Improve the SegmentWriter's HashMap

quickwit-oss / tantivy

Tantivy is a full-text search engine library inspired by Apache Lucene and written in Rust

MIT License

12.01k stars 670 forks source link

Improve the SegmentWriter's HashMap #126

Closed fulmicoton closed 7 years ago

fulmicoton commented 7 years ago

As tantivy's SegmentWriter are using a memory arena, tantivy is not using rust standard library hashmap. The current implementation is using very simplistic linear probing with a djb2 hash.

If possible improve the quality of the code there (without hurting performance), and replace linear probing with something more memory efficient (robin hood hashing?).

fulmicoton commented 7 years ago

It might be more important than I initially thought. See #135. Performance are degrading extremely fast when indexing a single field with a very high cardinality.

arthurprs commented 7 years ago

I'm not sure RobinHood is a good fit when you don't store the hashes (you need the hash of other items on insert/delete and optionally on lookup).

fulmicoton commented 7 years ago

Good point. What do you think would be the best hashmap impl here?

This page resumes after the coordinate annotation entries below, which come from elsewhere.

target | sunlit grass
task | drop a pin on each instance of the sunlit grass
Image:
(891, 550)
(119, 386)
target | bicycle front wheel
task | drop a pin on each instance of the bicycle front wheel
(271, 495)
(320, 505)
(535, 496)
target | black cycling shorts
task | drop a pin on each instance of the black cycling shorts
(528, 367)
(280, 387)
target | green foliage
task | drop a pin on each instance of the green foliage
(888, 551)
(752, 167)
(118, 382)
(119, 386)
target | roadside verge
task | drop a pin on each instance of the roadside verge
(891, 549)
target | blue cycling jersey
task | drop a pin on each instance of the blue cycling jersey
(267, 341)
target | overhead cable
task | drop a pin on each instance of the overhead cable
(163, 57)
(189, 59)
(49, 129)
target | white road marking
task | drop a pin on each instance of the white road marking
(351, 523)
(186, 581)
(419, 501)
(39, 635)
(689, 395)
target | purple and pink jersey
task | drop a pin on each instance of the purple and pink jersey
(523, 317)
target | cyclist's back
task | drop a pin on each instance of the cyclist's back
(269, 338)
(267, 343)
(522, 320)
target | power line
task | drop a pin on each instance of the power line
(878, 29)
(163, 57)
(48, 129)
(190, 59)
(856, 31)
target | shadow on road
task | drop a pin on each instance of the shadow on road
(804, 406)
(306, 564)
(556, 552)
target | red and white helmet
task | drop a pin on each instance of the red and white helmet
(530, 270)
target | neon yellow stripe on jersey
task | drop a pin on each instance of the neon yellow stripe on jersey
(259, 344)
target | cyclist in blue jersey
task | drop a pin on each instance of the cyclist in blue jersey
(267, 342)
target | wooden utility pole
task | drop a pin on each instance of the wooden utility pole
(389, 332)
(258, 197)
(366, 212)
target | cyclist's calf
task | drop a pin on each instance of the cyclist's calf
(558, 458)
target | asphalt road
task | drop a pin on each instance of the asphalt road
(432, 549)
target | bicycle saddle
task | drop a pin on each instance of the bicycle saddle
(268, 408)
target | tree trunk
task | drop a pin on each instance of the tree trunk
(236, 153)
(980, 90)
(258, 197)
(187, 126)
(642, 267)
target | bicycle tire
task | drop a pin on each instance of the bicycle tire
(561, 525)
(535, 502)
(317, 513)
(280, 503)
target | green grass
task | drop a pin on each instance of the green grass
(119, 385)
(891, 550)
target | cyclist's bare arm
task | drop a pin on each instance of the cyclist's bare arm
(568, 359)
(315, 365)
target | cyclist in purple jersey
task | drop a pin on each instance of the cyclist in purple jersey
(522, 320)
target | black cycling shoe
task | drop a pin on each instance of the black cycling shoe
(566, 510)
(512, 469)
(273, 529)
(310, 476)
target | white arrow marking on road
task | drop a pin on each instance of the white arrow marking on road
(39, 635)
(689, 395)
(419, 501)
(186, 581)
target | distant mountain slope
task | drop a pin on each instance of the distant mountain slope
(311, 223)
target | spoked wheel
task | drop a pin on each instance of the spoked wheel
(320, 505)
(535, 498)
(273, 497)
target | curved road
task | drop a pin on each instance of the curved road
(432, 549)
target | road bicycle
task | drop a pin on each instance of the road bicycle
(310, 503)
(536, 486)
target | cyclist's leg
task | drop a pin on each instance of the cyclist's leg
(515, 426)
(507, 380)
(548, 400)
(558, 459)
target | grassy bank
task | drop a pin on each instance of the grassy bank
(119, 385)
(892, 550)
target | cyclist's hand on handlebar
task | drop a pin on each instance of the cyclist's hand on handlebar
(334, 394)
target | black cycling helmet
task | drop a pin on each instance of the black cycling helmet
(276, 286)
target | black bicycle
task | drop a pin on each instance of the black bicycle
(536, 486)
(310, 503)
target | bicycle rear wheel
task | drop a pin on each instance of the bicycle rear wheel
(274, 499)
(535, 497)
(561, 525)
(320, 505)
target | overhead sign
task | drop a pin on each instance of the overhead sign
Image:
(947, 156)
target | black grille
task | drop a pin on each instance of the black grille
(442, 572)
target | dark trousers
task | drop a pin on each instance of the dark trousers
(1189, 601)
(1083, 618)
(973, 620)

fulmicoton commented 7 years ago

It should be properly measured, but it seems to me collision are extremely expensive when indexing the movielens dataset. One strategy we could use to mitigate this cost would be to add some info within the table (1 or 2 extra byte of hash for instance) to make sure that handling most collision do not require to jump in memory to compare the actual strings.

fulmicoton commented 7 years ago

We also might want to express the concept of saturation as a collision rate.

fulmicoton commented 7 years ago

taking over this issue

arthurprs commented 7 years ago

Hi @fulmicoton, do you think this is still an issue? I may take a stab at it.

fulmicoton commented 7 years ago

Actually I think we are ok on that one now.